Don't have to read any further. Just look north to Canada to see how they excessively tax alcohol as one example to "control costs, cover everyone" and "save a ton of money."
Try buying a case of beer in Canada and see how much one pays as compared to here in America.
All those taxes on beer? That's to pay for their healthcare.
All the taxes on income? To pay for their healthcare.
And that list goes on, and on, and on!
Anyone who thinks socialized medicine is effective needs to simply look across the pond at a 11 month old child that was DENIED life-saving treatment early on and was condemned to death in the UK by the NHS.
Charlie Gard, The Face of Socialized Medicine.
To their credit most Canadians I have met have been honest enough to admit that their health care is not “free”. They pay enormous taxes for it.
Charlie Gard, and more so his parents, were treated abominably by the government of the UK, but it is completely false to say that he “was denied lifesaving treatment”.

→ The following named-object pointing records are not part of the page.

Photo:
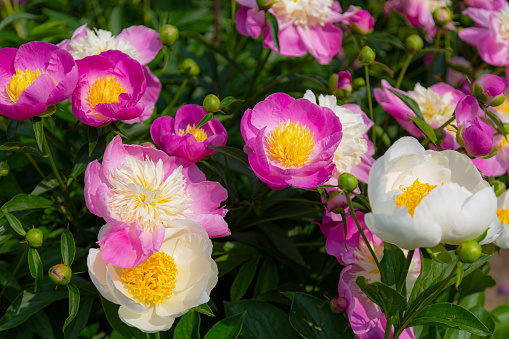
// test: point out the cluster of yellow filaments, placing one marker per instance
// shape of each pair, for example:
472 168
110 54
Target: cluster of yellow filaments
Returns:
197 132
413 195
20 81
503 215
291 144
105 90
153 281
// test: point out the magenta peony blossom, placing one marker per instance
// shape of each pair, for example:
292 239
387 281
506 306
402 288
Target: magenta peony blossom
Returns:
304 26
291 142
140 191
181 137
35 76
366 318
109 88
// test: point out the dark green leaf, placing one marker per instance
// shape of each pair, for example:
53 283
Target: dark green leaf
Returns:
390 301
35 266
67 247
74 303
313 318
188 326
450 315
228 328
243 279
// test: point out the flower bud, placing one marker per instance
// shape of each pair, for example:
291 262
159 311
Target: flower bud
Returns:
414 43
60 274
489 89
469 251
442 16
366 55
4 169
168 34
211 103
347 182
34 237
189 67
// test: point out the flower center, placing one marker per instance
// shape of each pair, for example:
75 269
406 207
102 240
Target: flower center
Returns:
105 90
20 81
291 144
503 215
413 195
152 281
141 194
198 132
306 13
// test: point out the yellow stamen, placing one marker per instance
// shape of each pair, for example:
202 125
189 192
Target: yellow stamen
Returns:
20 81
105 90
413 195
503 215
152 281
291 144
198 132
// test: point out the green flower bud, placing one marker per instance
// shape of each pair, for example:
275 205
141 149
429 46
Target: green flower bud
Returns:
347 182
60 274
189 67
34 237
168 34
211 103
469 251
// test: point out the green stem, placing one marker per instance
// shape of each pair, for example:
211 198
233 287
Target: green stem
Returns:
404 68
14 272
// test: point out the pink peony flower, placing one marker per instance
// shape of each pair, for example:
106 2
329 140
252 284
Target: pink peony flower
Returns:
291 142
181 138
139 42
35 76
304 26
366 318
109 88
140 191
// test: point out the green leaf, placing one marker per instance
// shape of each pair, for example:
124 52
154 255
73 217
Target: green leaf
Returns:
23 202
39 132
268 277
228 328
262 319
440 254
243 279
188 326
35 266
74 304
312 318
67 247
26 304
450 315
15 224
390 301
274 29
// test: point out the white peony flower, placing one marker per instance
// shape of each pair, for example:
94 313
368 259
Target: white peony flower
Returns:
421 198
165 286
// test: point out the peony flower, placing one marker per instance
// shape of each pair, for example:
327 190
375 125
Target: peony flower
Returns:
291 142
490 36
140 191
436 103
354 154
139 42
171 281
422 198
304 26
109 88
35 76
181 137
366 318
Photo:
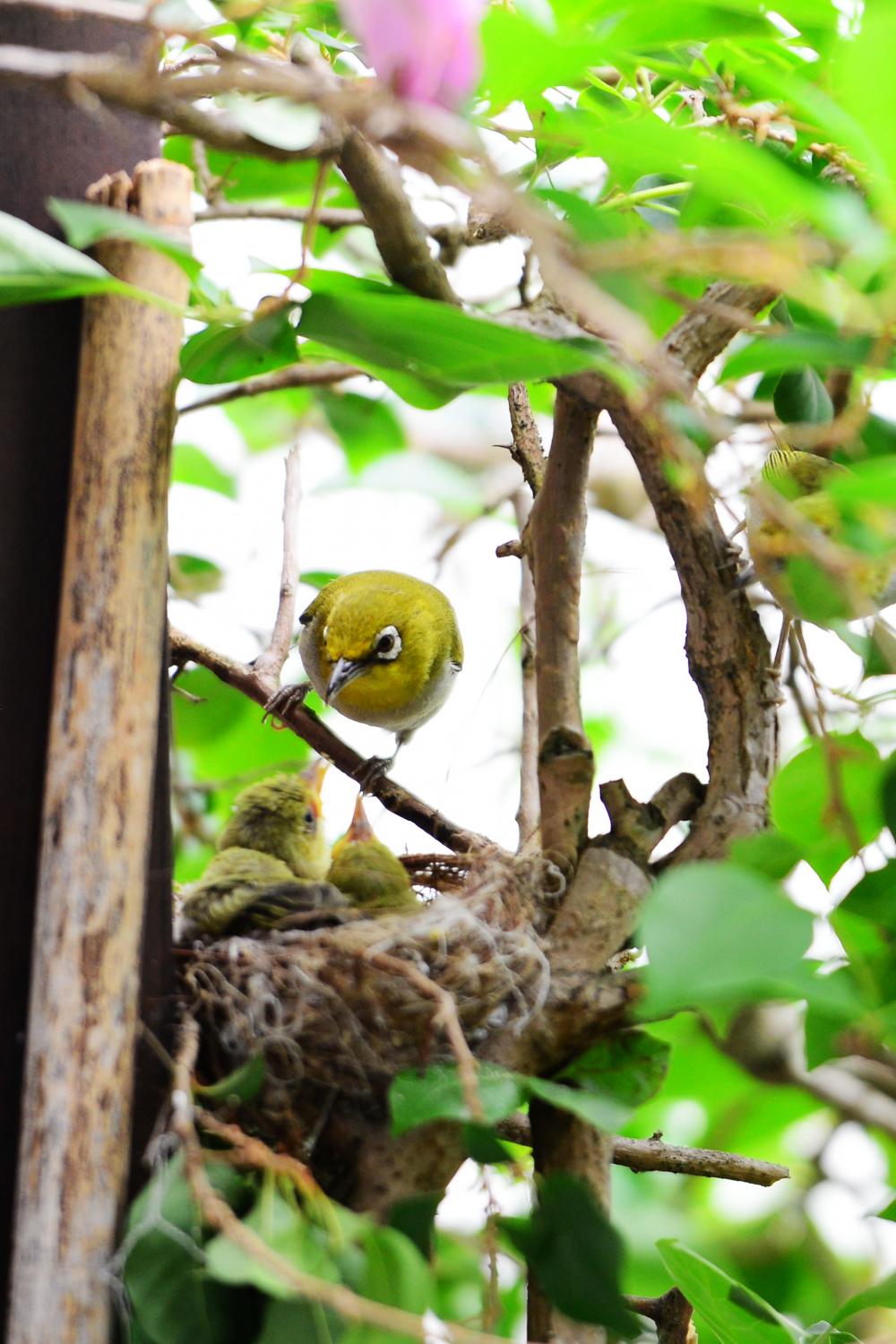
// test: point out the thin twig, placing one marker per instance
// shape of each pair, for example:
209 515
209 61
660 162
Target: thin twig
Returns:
527 449
555 545
271 663
309 728
295 375
527 816
220 1215
651 1155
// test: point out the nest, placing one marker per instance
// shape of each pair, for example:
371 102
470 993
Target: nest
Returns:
349 1007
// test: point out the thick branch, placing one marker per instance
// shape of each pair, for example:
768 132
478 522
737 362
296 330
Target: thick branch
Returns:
401 237
556 547
295 375
309 728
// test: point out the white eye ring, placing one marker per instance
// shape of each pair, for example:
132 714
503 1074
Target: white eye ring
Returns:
387 645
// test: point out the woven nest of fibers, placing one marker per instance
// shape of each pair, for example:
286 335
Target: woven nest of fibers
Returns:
349 1007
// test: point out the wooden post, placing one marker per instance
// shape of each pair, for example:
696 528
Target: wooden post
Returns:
97 801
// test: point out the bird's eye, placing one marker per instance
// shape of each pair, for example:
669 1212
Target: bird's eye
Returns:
389 644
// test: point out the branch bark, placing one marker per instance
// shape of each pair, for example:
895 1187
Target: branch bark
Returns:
555 545
93 860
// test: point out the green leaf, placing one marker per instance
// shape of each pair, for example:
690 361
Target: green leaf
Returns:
226 354
880 1295
276 121
707 927
287 1231
169 1292
366 427
731 1311
85 225
394 1273
193 467
244 1083
416 1098
793 349
826 798
801 397
416 1219
429 352
573 1253
769 852
35 268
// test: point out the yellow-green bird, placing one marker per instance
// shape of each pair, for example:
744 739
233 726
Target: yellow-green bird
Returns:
246 889
282 817
801 548
382 648
366 871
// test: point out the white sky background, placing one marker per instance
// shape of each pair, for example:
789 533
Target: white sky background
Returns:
465 761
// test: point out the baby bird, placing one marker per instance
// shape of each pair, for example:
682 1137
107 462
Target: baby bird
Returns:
245 889
366 871
382 648
282 817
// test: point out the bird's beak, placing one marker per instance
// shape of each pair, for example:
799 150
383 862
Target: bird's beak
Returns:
344 671
360 830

He was denied experimental treatment, the purpose of which was to collect data about his condition and hopefully to develop future treatments to improve the situation of others.
I have been involved with hundreds of human experimental subjects (all adults), almost all with terminal illness, who elected to participate in trials of experimental therapy. Despite extensive and thorough disclosure of risk and lack of known benefit, almost all of them agree based on their belief that they will be the lucky one who benefits (that’s not a criticism, it’s simply human nature).
Experimental medicine is important and necessary, but not experimenting on any given subject is the furthest thing in the world from “denying them lifesaving treatment”.